Tierras públicas, Decretos de reformas agrarias, expropiaciones, o en el otro extremo la propiedad privada improductiva de latifundios es algo absurdo desde la posición capitalista o socialista. La tierra señalando a voluntad: Hágase una urbanización, Hágase un fundo, Hágase o Decrétese una unidad productiva socialista no va a resultar, porque la tierra debe cubrir una necesidad vital de subsistencia. La tierra difícilmente puede ser considerada una mercancía o como un espacio urbanizable pero improductivo y sin sustento. La tierra necesita de dos cosas para ser productiva en pequeña y gran escala: Capital y Trabajo. De manera que es tal vez lo más equilibrado que existe lograr que la tierra produzca invirtiendo lo necesario para que el trabajador del campo reciba un ingreso justo. El agricultor tiene que ser visto como una bendición para la sociedad. El Agricultor tiene que ser ayudado y apoyado con lo necesario para su actividad productiva. Darles tierras de por sí como se ha hecho en el pasado con Reformas Agrarias ineficaces o permitir invasiones como se ve en la actualidad no representa la ayuda que el campesino necesita, que hará entonces en casos de riesgo y pérdida de las cosechas durante la sequía, cuando la escasez de semillas es creciente, cuando el aumento desmesurado de la inflación crece cada día, cuando los alimentos para los animales son impagables y escasos, que hará el trabajador de la tierra en tiempos en que el repuesto de un pequeño camión, un pequeño tractor, un Jeep tiene precios inaccesibles.  Los regalos de dinero no existen.  Es también el enfoque mal llevado para el empleo de los recursos: financiamiento  y retorno porque nadie invierte para perder pero es una necesidad vital para el agricultor obtener el apoyo necesario para mantener siembra y es ahí donde la burocracia ministerial  improductiva y los bancos pidiendo garantías imposibles son una pared para el hombre humilde.

Y es que el hombre no puede vivir tampoco a raya de sus necesidades o sucederá como el pequeño Oliver Twist que se levantó de la mesa, tomó el plato, atravesó el largo corredor, llegó hasta quien vertía algo menos de un cucharón de sopa como único alimento, y le pidió: “Quiero más”.

Charles Dickens creó aquél niño para denunciar el hambre y la desigualdad: “¡Cómo un simple huérfano, quien no es nadie, se atreve a pedir más!”. Mientras grupos pequeños comen completo y satisfacen plenamente sus necesidades. Es contradictorio y complejo llegar a una conclusión sobre el particular.

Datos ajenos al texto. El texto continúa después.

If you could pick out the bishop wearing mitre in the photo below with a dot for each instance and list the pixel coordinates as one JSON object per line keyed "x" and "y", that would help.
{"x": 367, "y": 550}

Pero volviendo al punto fundamental de quién es realmente rico:  ¿aquellos que pueden darse sustento y valerse por sus propios medios? ¿O aquellos que ganan más para consumir más?…

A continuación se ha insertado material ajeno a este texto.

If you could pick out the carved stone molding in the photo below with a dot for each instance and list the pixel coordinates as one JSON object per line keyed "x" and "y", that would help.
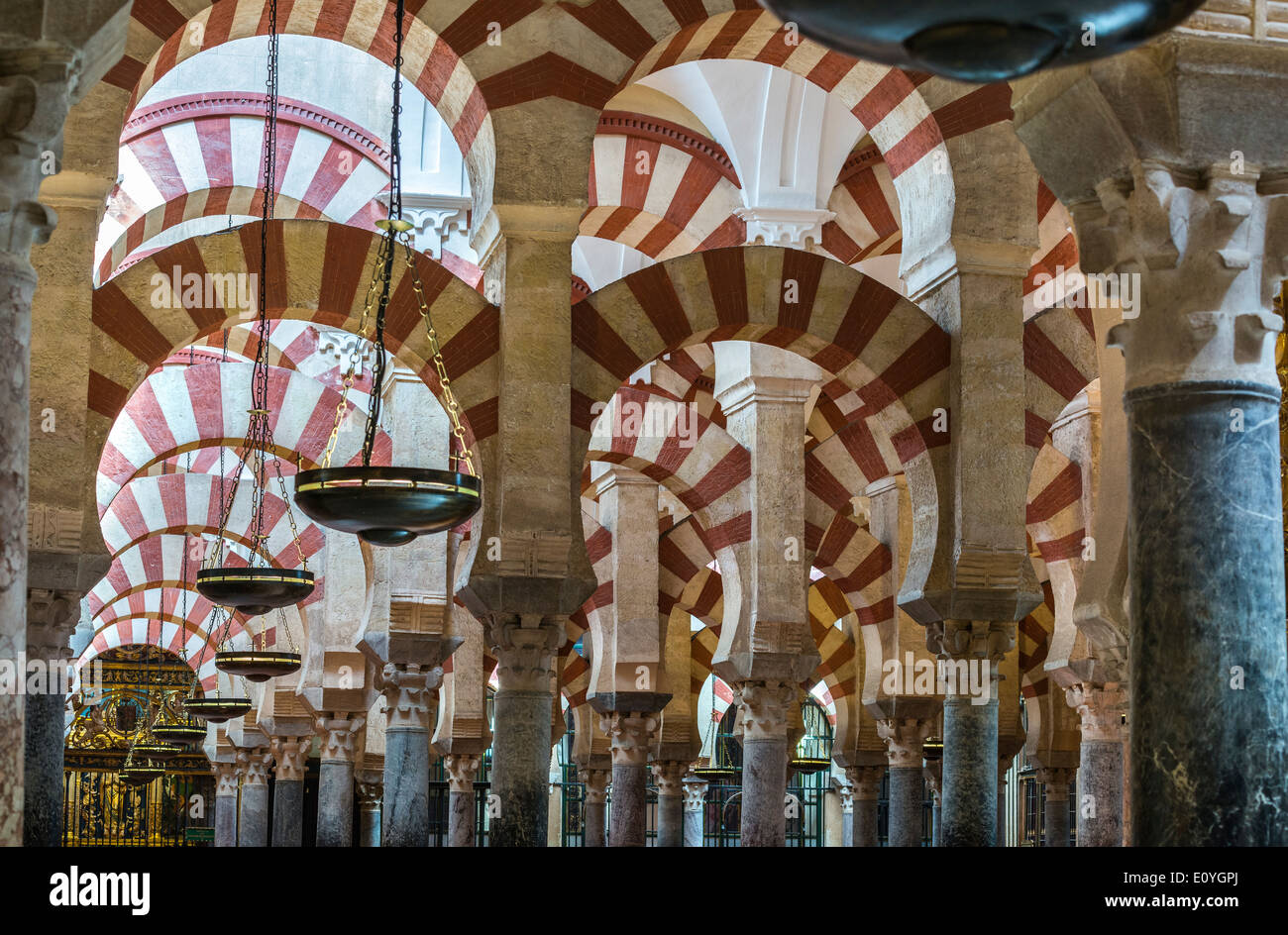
{"x": 905, "y": 738}
{"x": 288, "y": 756}
{"x": 765, "y": 710}
{"x": 408, "y": 691}
{"x": 339, "y": 737}
{"x": 462, "y": 772}
{"x": 253, "y": 766}
{"x": 630, "y": 736}
{"x": 669, "y": 777}
{"x": 1102, "y": 711}
{"x": 596, "y": 785}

Finalizamos con la Profecía de los Indios Crí (Cree), tribu Norteamericana de la que ya quedan pocos sobrevivientes:

Sólo cuando se haya talado el último árbol;

Sólo cuando se haya envenenado el último río;

Sólo cuando se haya pescado el último pez;

Sólo entonces,

Descubrirá el hombre blanco que el dinero no es comestible.

Niña de la tribu Cree. foto de 1928.
Niña de la tribu de los Cree. foto de 1928.

Fin del Discurso.

Prof. arquímedes Marconi (2016).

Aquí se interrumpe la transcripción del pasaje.